Blind Sites
Giclee, variable dimensions.
2014-2024
The history of masts is a tale of technological innovation and environmental exploitation. For centuries they were the literal backbone of a global network of trade and colonisation. The masts that once sailed the seas now sit silently amidst us, their invisible signals drawing us into a world of disembodied interaction. Despite the almost benign appearance of these skeletal extrusions, they support trans-global systems that are transforming our concepts of place, identity and experience.
Like blindsighted sailors navigating a sea of data, we are promised progress and prosperity, but at what cost?
53°30'13.0"N 2°22'46.2"W
53°32'16.8"N 2°18'05.9"W
55°10'05.5"N 7°14'37.5"W
Island identities were once founded on the historical and cultural sense of belonging defined by their borders.
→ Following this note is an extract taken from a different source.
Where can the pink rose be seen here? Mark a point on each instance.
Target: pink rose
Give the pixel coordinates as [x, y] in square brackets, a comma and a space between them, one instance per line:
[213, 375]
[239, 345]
But contemporary trans-global communication systems interrupt this pre-digital condition and produce a dematerialisation and remoteness from experience of place. The infrastructure necessary to support these systems has an industrial functionality that disguises the depth of their impact on our material relations with the landscape.
Blind Sites
Digital Humanities research into the 'Digital Anthropocene' reveal the unarguable interconnectedness of human fields of agency. Concepts of place, belonging and identity are viewed against geological deep time as well as contemporary social / political / technological / cultural upheavals. In 'her 2008 essay 'Shadow Places and the Politics of Dwelling' Val Plumwood wrote of the 'shadow places' that produce, or are affected by, our collective consumption of commodity. In raising key arguments around 'dematerialisation and place', 'environmental consciousness', and 'attachment to place' she underscored the necessity for each of us to be conscious of the deep time relationships between the material and immaterial world that we produce.